Our study examined whether there is an optimal treatment sequence of carboplatin-containing chemotherapy and PD-1/L1 inhibitors in patients with mUC as first and second line treatment, by examining the conditional survival of patients who have received both classes of agents. Cisplatin-eligible patients were excluded since there is currently no approved indication to use PD1/L1 inhibitors in patients with mUC who are fit to receive cisplatin-containing chemotherapy. We examined OS from the landmark of initiation of second-line therapy, given that inclusion for the study was conditional on receiving both lines of therapy.

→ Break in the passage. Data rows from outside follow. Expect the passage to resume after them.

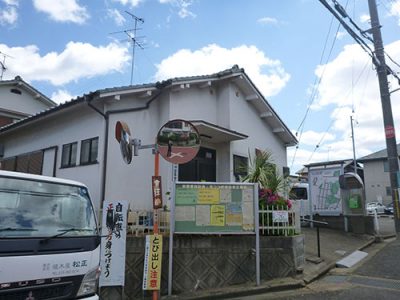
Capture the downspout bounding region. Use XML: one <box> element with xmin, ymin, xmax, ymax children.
<box><xmin>85</xmin><ymin>80</ymin><xmax>172</xmax><ymax>209</ymax></box>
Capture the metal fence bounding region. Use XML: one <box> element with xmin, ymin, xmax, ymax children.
<box><xmin>127</xmin><ymin>201</ymin><xmax>301</xmax><ymax>236</ymax></box>
<box><xmin>259</xmin><ymin>201</ymin><xmax>301</xmax><ymax>236</ymax></box>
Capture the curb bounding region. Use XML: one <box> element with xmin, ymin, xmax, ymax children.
<box><xmin>161</xmin><ymin>277</ymin><xmax>305</xmax><ymax>300</ymax></box>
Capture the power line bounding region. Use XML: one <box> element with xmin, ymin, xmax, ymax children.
<box><xmin>290</xmin><ymin>3</ymin><xmax>340</xmax><ymax>168</ymax></box>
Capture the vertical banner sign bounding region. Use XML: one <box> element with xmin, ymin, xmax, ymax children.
<box><xmin>151</xmin><ymin>176</ymin><xmax>162</xmax><ymax>209</ymax></box>
<box><xmin>99</xmin><ymin>201</ymin><xmax>128</xmax><ymax>286</ymax></box>
<box><xmin>143</xmin><ymin>234</ymin><xmax>162</xmax><ymax>291</ymax></box>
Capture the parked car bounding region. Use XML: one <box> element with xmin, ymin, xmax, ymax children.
<box><xmin>367</xmin><ymin>202</ymin><xmax>386</xmax><ymax>214</ymax></box>
<box><xmin>385</xmin><ymin>202</ymin><xmax>393</xmax><ymax>215</ymax></box>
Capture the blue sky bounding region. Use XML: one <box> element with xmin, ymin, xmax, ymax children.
<box><xmin>0</xmin><ymin>0</ymin><xmax>400</xmax><ymax>173</ymax></box>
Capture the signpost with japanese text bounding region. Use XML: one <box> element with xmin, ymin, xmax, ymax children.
<box><xmin>168</xmin><ymin>182</ymin><xmax>260</xmax><ymax>295</ymax></box>
<box><xmin>143</xmin><ymin>234</ymin><xmax>162</xmax><ymax>291</ymax></box>
<box><xmin>100</xmin><ymin>201</ymin><xmax>128</xmax><ymax>286</ymax></box>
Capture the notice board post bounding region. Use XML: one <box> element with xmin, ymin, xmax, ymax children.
<box><xmin>168</xmin><ymin>182</ymin><xmax>260</xmax><ymax>295</ymax></box>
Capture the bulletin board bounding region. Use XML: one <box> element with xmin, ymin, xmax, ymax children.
<box><xmin>173</xmin><ymin>182</ymin><xmax>258</xmax><ymax>234</ymax></box>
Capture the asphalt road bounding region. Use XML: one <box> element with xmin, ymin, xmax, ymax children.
<box><xmin>234</xmin><ymin>217</ymin><xmax>400</xmax><ymax>300</ymax></box>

While no significant difference in OS based on treatment sequencing was observed on multivariate analysis, insights can be glimpsed from these results. In an era where there is at times untampered enthusiasm for immunotherapy, this real world dataset can be sobering. The ORR of PD-1/L1 inhibitors ranged from 9–20%, and ORR from traditional carboplatin-based chemotherapy is 2.5 times higher. Consistent with our results, there is retrospective data showing notable ORR to 2L platinum-containing chemotherapy after 1L anti-PD1/L1 immunotherapy.¹⁷ The ORR observed with first-line PD-1/L1 inhibitors (9.3%) was lower than anticipated in previously reported phase II trials (23–29%) ^{9, 10}. This may reflect our real-world patient population as well as patient selection criteria with the requirement to have received both PD1/L1 inhibitor and carboplatin-based chemotherapy. Patients who enjoyed durable remissions with first-line PD1/L1 inhibitors may be poorly represented in our population since they may not have required second-line treatment during the period when data were collected for this study. In addition, approximately 50% of patients in the real world have been reported to not receive second-line therapy, partly due to poor ECOG-PS and comorbidities.¹⁶

Our study is limited by its retrospective nature, moderate sample size, several selection and confounding biases, lack of central imaging review, and lack of biomarker analysis. Tumor PD-L1 status was unavailable for the majority of patients, as patients in this study were treated before the regulatory revision of first-line labels for pembrolizumab and atezolizumab in June 2018. Despite these limitations, this study contributes meaningful clinical data, and results can be useful to guide clinical decision making. Carboplatin-containing chemotherapy should remain a mainstay of care, particularly when higher response rates are desired, for example in patients with significant disease burden or symptomatic disease.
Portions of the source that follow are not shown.